Haller Emanuela, Florea Adina Magda, Leordeanu Marius
IEEE Trans Pattern Anal Mach Intell. 2022 Nov;44(11):7638-7656. doi: 10.1109/TPAMI.2021.3120228. Epub 2022 Oct 4.
We propose a dual system for unsupervised object segmentation in video, which brings together two modules with complementary properties: a space-time graph that discovers objects in videos and a deep network that learns powerful object features. The system uses an iterative knowledge exchange policy. A novel spectral space-time clustering process on the graph produces unsupervised segmentation masks passed to the network as pseudo-labels. The net learns to segment in single frames what the graph discovers in video and passes back to the graph strong image-level features that improve its node-level features in the next iteration. Knowledge is exchanged for several cycles until convergence. The graph has one node per each video pixel, but the object discovery is fast. It uses a novel power iteration algorithm computing the main space-time cluster as the principal eigenvector of a special Feature-Motion matrix without actually computing the matrix. The thorough experimental analysis validates our theoretical claims and proves the effectiveness of the cyclical knowledge exchange. We also perform experiments on the supervised scenario, incorporating features pretrained with human supervision. We achieve state-of-the-art level on unsupervised and supervised scenarios on four challenging datasets: DAVIS, SegTrack, YouTube-Objects, and DAVSOD. We will make our code publicly available.

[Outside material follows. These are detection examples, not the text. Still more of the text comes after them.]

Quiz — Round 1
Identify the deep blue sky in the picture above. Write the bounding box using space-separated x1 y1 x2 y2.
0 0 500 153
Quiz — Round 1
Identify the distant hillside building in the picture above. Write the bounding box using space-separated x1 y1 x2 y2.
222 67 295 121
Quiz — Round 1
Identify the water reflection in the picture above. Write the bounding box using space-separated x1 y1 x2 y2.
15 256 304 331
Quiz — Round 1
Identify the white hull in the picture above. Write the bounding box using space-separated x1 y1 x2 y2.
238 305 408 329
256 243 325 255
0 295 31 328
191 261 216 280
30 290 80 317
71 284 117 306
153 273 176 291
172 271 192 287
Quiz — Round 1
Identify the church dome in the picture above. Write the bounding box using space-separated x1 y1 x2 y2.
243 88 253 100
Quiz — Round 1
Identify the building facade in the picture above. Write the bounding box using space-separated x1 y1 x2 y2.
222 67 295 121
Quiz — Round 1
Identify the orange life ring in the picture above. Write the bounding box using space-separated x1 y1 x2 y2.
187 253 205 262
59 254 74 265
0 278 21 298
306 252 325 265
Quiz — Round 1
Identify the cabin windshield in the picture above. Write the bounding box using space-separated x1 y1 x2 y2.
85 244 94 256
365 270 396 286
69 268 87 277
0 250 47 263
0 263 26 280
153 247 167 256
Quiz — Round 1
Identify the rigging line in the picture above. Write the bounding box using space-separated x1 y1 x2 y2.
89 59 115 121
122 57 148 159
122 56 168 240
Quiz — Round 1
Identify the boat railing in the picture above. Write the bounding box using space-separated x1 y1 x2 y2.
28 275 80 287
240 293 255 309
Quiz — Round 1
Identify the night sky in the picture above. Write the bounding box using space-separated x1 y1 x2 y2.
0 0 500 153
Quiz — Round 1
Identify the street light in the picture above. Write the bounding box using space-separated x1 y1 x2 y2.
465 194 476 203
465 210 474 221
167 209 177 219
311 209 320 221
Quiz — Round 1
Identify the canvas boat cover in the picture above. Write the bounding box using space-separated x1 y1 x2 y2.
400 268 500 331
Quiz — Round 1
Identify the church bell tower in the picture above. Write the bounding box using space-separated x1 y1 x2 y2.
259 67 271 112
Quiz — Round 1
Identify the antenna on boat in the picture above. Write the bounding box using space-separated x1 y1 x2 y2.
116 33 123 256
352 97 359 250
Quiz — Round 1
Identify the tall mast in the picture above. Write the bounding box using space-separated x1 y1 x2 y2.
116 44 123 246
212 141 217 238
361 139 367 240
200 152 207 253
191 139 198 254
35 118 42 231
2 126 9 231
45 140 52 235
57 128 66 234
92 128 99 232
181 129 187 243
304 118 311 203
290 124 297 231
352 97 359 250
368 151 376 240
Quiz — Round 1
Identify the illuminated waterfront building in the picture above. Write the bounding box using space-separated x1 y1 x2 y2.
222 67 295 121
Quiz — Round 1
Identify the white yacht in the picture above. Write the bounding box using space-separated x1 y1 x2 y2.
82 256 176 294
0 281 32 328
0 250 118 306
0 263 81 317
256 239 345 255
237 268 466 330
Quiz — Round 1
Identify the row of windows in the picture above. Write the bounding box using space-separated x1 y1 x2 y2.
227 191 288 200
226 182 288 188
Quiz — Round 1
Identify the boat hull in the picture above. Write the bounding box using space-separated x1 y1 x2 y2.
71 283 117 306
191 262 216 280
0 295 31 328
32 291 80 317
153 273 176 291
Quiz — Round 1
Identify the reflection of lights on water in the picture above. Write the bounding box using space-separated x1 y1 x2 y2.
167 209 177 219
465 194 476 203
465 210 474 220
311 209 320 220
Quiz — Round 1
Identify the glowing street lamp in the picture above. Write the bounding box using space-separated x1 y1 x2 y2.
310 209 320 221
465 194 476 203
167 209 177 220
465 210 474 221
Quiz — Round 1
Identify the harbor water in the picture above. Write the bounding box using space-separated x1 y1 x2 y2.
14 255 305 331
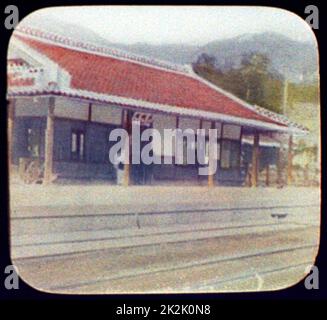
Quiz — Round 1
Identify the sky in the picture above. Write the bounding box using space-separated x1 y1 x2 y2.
20 6 314 45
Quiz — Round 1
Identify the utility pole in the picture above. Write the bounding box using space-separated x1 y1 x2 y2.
282 78 288 116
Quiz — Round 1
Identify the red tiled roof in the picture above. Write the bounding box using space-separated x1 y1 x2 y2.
12 35 283 125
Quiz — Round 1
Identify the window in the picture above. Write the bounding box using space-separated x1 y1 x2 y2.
71 130 85 161
220 140 241 169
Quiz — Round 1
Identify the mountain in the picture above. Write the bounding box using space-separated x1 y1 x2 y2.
16 14 318 82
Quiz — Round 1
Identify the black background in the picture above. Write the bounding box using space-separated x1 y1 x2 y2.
0 0 327 319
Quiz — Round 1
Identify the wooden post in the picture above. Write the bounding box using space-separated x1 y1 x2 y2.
7 99 16 173
43 97 55 184
123 110 131 187
287 135 293 185
208 121 215 188
276 143 283 186
266 164 270 187
251 132 259 187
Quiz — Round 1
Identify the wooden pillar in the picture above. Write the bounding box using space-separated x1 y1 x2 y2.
7 99 16 173
43 97 55 184
276 143 283 186
251 132 259 187
266 164 270 187
208 121 215 187
123 110 131 187
287 135 293 185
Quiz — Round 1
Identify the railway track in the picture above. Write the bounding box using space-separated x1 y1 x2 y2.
49 244 318 292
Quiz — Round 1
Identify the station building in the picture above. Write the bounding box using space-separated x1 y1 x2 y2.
7 27 306 186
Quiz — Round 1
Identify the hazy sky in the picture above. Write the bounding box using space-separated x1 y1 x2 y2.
22 6 313 45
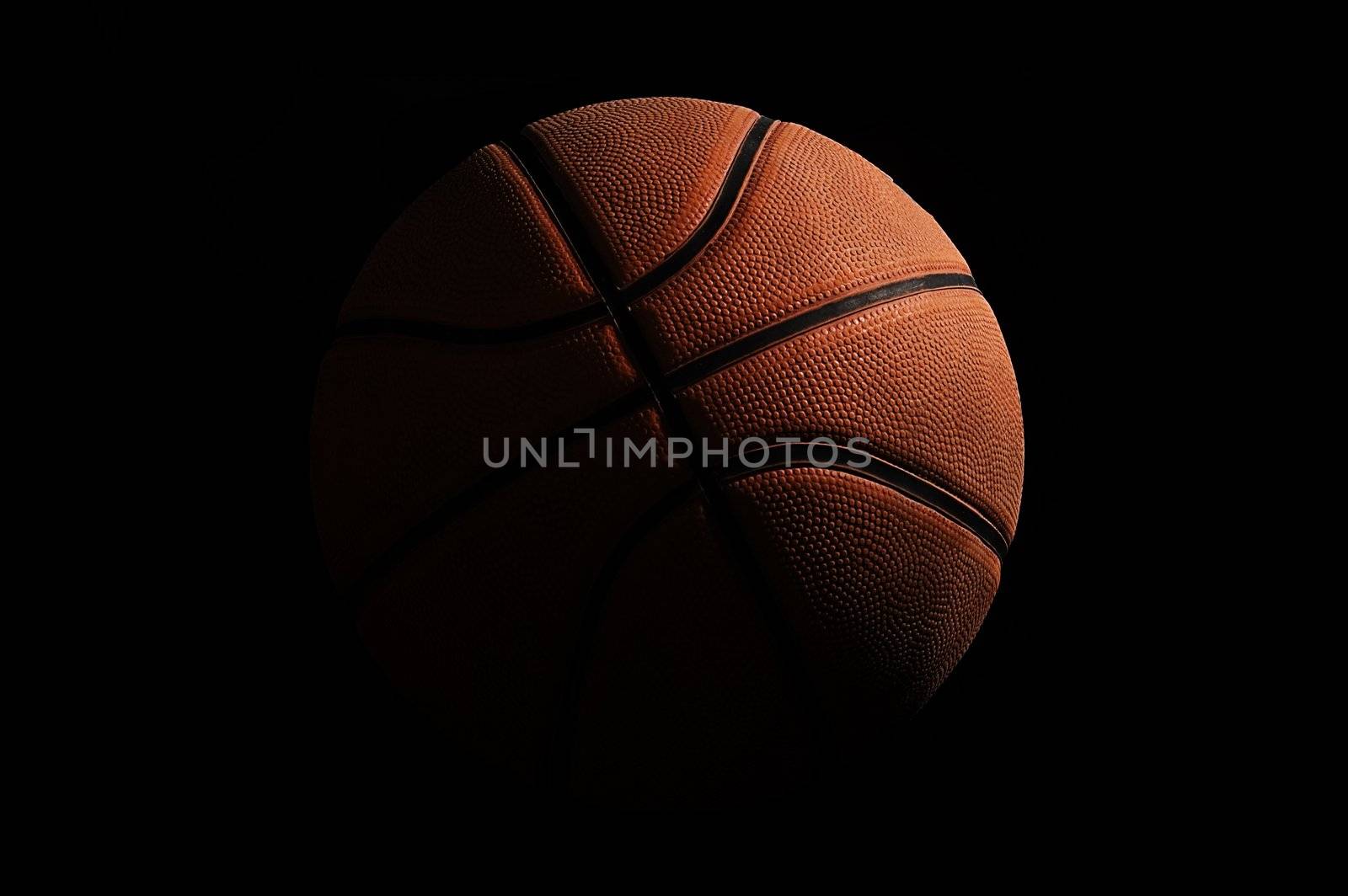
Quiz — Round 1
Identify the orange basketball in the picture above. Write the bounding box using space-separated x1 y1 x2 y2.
313 99 1024 802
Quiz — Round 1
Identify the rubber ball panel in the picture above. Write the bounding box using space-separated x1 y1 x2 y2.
570 494 807 806
632 123 969 369
681 290 1024 537
310 322 638 584
360 409 689 780
730 467 1000 719
527 97 757 287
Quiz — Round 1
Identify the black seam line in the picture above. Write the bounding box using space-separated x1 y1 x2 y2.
618 116 773 305
503 120 824 771
500 116 775 306
544 478 697 788
340 388 651 602
725 440 1009 561
333 301 608 345
669 274 979 389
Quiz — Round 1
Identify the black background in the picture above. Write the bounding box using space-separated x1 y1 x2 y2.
250 72 1168 804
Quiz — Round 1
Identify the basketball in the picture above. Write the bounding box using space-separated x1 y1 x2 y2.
312 99 1029 804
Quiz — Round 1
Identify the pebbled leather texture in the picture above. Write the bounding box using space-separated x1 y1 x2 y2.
681 290 1024 536
632 124 969 371
312 99 1024 804
527 97 757 287
730 467 1000 718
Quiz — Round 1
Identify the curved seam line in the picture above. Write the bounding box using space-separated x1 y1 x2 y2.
724 440 1011 561
666 272 982 389
501 116 821 776
548 477 697 787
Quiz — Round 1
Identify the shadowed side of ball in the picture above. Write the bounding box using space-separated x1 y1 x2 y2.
313 99 1023 803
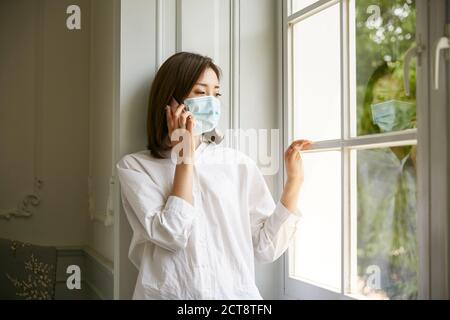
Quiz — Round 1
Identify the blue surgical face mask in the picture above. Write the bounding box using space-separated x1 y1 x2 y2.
184 96 220 135
371 100 416 132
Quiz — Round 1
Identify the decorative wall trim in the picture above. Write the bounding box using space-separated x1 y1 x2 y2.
55 247 114 300
0 1 45 220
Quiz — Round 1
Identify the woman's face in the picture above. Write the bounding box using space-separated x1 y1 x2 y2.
186 68 221 99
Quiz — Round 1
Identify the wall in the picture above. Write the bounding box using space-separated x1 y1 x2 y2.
0 0 89 246
0 0 119 298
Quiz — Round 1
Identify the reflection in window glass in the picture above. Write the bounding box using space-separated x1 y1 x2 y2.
293 151 341 291
352 0 416 135
354 146 418 299
293 4 341 141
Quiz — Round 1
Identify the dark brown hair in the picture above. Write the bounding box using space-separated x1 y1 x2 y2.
147 52 220 159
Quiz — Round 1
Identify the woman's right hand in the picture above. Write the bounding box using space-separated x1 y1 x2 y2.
166 98 195 162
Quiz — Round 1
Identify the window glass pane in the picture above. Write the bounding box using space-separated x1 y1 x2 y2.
352 0 416 135
292 0 317 13
293 5 341 141
293 151 341 290
353 146 418 299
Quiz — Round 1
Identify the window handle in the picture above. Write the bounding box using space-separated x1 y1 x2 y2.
434 37 450 90
403 43 425 97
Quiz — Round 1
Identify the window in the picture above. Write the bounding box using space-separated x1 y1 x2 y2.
284 0 427 299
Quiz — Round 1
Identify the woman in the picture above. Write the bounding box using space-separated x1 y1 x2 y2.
117 52 310 299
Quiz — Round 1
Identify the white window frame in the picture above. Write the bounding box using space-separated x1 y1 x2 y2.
280 0 450 299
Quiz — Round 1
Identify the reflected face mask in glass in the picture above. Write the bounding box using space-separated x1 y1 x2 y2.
184 96 220 135
371 100 416 132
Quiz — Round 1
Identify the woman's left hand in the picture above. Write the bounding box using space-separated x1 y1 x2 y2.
284 140 311 182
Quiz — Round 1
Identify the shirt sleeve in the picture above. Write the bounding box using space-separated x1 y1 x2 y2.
117 166 198 252
249 165 302 263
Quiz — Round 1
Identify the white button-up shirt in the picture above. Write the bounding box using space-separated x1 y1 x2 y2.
117 142 301 299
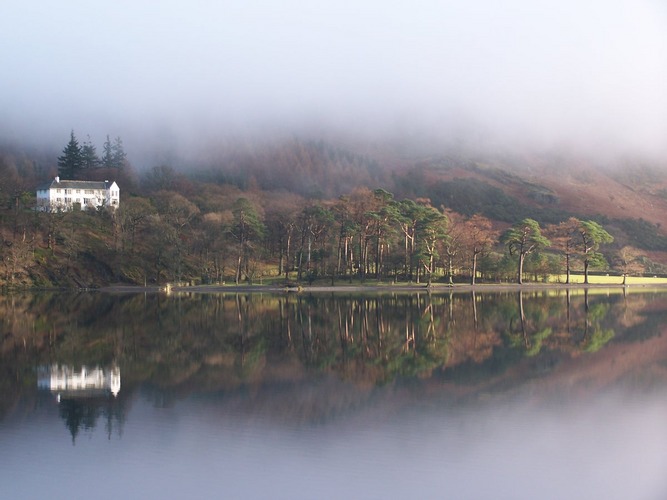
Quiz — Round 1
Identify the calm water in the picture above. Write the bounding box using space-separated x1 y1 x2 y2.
0 290 667 500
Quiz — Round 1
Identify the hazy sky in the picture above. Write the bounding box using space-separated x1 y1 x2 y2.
0 0 667 160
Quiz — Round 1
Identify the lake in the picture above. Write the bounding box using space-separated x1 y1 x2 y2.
0 287 667 500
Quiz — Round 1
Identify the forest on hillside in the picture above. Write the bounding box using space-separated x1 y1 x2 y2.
0 132 667 288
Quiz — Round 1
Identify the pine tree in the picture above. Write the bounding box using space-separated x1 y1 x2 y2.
102 135 114 168
81 136 100 168
58 130 83 179
111 137 127 169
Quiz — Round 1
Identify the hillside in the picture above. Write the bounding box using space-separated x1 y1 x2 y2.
0 138 667 287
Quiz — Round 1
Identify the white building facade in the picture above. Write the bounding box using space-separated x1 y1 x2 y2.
37 177 120 212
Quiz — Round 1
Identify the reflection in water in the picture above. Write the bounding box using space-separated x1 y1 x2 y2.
37 364 123 444
0 289 667 499
37 365 120 401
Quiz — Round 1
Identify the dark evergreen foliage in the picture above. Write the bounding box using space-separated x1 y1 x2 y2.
58 130 83 179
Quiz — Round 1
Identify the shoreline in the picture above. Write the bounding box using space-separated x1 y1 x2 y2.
95 281 667 294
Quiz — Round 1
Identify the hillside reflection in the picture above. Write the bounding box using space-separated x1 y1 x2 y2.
0 290 667 438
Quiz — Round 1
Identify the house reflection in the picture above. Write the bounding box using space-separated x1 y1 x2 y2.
37 364 125 444
37 364 120 402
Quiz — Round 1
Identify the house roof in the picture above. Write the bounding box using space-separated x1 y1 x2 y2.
37 179 113 191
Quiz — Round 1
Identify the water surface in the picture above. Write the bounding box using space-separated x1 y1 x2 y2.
0 291 667 499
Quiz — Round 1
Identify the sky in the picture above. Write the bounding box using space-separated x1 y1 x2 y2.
0 0 667 163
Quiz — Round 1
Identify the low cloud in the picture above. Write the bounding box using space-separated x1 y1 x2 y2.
0 0 667 164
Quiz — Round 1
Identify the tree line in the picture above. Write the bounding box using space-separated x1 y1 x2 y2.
58 130 127 180
114 182 637 285
0 142 650 286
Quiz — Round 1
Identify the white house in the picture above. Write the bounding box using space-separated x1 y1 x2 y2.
37 177 120 211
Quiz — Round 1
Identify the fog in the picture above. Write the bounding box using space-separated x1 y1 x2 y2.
0 0 667 161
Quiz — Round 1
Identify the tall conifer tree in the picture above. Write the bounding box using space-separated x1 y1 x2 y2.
58 130 83 179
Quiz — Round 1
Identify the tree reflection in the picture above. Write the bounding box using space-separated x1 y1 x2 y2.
0 289 667 426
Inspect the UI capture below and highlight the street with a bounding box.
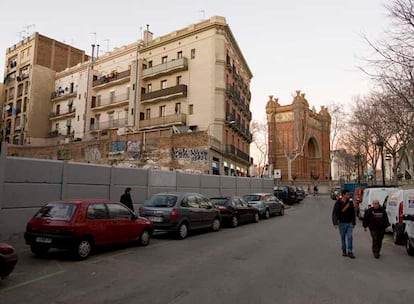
[0,196,414,304]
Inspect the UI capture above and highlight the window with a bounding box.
[160,106,167,117]
[107,204,131,219]
[86,204,108,220]
[175,102,181,115]
[109,91,115,103]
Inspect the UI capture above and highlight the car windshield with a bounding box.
[35,203,76,221]
[243,194,260,202]
[211,198,227,206]
[144,195,177,208]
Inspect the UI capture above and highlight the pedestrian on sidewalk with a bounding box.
[362,200,390,259]
[332,189,355,259]
[120,187,134,211]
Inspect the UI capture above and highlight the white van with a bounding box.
[403,194,414,256]
[359,187,398,219]
[384,189,414,245]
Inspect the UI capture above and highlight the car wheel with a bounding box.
[30,245,49,256]
[254,212,260,223]
[73,238,92,260]
[211,218,221,231]
[405,235,414,256]
[177,223,188,240]
[392,226,405,245]
[231,215,239,228]
[139,229,151,246]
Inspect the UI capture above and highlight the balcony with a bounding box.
[142,58,188,80]
[91,94,129,111]
[141,84,187,102]
[226,145,250,162]
[50,91,77,102]
[92,70,131,90]
[49,109,75,120]
[89,118,128,132]
[139,114,187,129]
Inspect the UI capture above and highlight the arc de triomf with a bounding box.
[266,91,331,182]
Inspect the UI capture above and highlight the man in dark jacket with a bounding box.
[332,190,355,259]
[362,200,390,259]
[121,187,134,211]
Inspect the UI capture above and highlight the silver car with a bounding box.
[139,193,221,239]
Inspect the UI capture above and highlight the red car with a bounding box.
[24,199,154,260]
[0,243,17,279]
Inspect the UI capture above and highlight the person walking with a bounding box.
[362,200,390,259]
[332,189,355,259]
[120,187,134,211]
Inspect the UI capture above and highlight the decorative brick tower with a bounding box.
[266,91,331,183]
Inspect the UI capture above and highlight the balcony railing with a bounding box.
[139,114,187,128]
[91,94,129,109]
[92,70,131,87]
[89,118,128,131]
[51,91,77,100]
[141,84,187,102]
[226,145,250,162]
[49,109,75,119]
[142,57,188,80]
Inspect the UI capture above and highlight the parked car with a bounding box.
[243,193,285,219]
[384,189,414,245]
[291,185,306,202]
[24,199,153,259]
[139,193,221,239]
[273,185,298,205]
[0,243,18,279]
[331,186,341,200]
[211,196,259,227]
[359,187,398,219]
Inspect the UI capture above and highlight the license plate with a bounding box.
[148,216,163,223]
[36,236,52,244]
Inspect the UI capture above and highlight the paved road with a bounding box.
[0,196,414,304]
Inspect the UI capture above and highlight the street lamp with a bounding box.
[1,105,10,141]
[375,137,385,186]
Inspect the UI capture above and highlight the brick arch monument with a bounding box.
[266,91,331,182]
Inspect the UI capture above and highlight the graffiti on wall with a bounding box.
[57,150,72,160]
[172,148,208,161]
[110,141,126,153]
[127,140,141,159]
[85,147,101,161]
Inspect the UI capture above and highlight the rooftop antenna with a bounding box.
[91,32,96,44]
[103,39,109,53]
[199,10,206,20]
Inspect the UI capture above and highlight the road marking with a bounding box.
[0,270,65,293]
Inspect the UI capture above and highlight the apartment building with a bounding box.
[2,33,87,145]
[1,17,252,175]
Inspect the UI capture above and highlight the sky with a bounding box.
[0,0,390,122]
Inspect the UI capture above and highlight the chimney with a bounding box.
[144,24,153,45]
[91,44,95,61]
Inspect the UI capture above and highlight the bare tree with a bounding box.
[250,120,269,175]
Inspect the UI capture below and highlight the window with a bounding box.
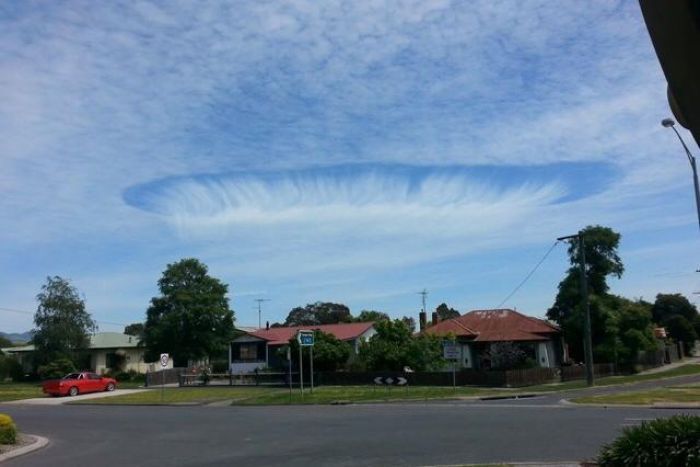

我们提出了一种用于视频中无监督目标分割的双重系统,该系统将两个具有互补特性的模块结合在一起:一个用于发现视频中目标的时空图,以及一个用于学习强大目标特征的深度网络。该系统采用迭代知识交换策略。图上一种新颖的谱时空聚类过程产生无监督分割掩码,并作为伪标签传递给网络。网络学习在单帧中分割图在视频中发现的内容,并将强大的图像级特征反馈给图,以在下次迭代中改进其节点级特征。知识交换进行多个循环直至收敛。图中每个视频像素都有一个节点,但目标发现速度很快。它使用一种新颖的幂迭代算法,通过计算特殊特征 - 运动矩阵的主特征向量来计算主要时空聚类,而无需实际计算该矩阵。全面的实验分析验证了我们的理论主张,并证明了循环知识交换的有效性。我们还在有监督的场景下进行了实验,纳入了在人类监督下预训练的特征。我们在四个具有挑战性的数据集DAVIS、SegTrack、YouTube - Objects和DAVSOD上的无监督和有监督场景中达到了当前最优水平。我们将公开我们的代码。